The display control means includes a control information change screen including at least an input means for inputting the document identification information of the control target document and a setting change means capable of changing the control information of the control target document. The information processing apparatus according to claim 5, wherein the information processing apparatus is displayed.

A reading step of reading a document in response to a processing request input by the input means, and outputting the read document as image data;
A character information extraction step of performing character recognition processing by specifying a character placement portion from the image data output in the reading step, and outputting first character information based on the recognized character data;
As information related to the control target document that is a target for controlling the document processing, second character information that is information related to characters included in the control target document, and one or more types of the document for the control target document The first character information is output in the character information extraction step by referring to the second character information of the control target document from an information storage means for storing at least control information for determining which of the processing is to be controlled. A similarity determination step for determining whether or not the document content of the document to be controlled is similar to the character information of
In response to the determination of the similarity determination step, a control target document whose document content is similar to that of the original is specified, and the control information of the control target document specified from the information storage unit is referred to in response to the processing request for the original. An information processing method comprising: a process determination step for determining whether or not document processing is possible.

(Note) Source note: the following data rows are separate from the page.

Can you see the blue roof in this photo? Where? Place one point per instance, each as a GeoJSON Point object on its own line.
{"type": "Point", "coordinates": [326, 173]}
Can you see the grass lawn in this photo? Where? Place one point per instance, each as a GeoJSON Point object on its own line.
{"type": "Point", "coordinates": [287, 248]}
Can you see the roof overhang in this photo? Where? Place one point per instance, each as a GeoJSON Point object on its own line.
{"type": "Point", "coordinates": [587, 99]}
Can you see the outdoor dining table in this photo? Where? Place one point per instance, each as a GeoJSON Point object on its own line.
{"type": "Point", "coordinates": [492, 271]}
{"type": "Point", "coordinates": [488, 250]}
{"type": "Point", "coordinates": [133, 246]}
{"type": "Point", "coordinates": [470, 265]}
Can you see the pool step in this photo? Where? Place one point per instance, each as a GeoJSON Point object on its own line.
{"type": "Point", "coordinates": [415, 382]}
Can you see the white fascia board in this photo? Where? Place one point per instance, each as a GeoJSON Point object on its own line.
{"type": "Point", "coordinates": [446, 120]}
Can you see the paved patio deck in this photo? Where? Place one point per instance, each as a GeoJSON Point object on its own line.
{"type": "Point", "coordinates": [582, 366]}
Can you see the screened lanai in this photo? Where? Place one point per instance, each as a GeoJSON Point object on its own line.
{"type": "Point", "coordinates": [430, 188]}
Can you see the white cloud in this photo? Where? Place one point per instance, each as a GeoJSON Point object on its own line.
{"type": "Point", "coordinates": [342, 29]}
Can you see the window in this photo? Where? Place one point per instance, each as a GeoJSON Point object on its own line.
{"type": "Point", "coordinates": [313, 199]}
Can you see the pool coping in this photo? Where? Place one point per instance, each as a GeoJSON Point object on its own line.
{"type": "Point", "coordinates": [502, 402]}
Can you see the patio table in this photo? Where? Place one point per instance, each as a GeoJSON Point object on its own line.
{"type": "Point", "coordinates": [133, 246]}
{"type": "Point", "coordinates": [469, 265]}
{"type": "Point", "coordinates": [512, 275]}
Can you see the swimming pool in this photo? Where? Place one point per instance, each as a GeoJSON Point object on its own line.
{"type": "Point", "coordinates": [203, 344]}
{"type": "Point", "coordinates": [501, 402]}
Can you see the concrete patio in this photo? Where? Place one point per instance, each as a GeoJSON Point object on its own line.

A program for an information processing device,
A reading step of reading an original in accordance with a processing request input by an input means and outputting image data;
A character information extraction step of performing character recognition processing by specifying a character placement portion from the image data output in the reading step, and outputting first character information based on the recognized character data;
As information related to the control target document that is a target for controlling the document processing, second character information that is information related to characters included in the control target document, and one or more types of the document for the control target document The first character information is output in the character information extraction step by referring to the second character information of the control target document from an information storage means for storing at least control information for determining which of the processing is to be controlled. A similarity determination step for determining whether or not the document content of the document to be controlled is similar to the character information of
In response to the determination of the similarity determination step, a control target document whose document content is similar to that of the original is specified, and the control information of the control target document specified from the information storage unit is referred to in response to the processing request for the original. A program for causing a computer to execute a process determination step for determining whether document processing is possible.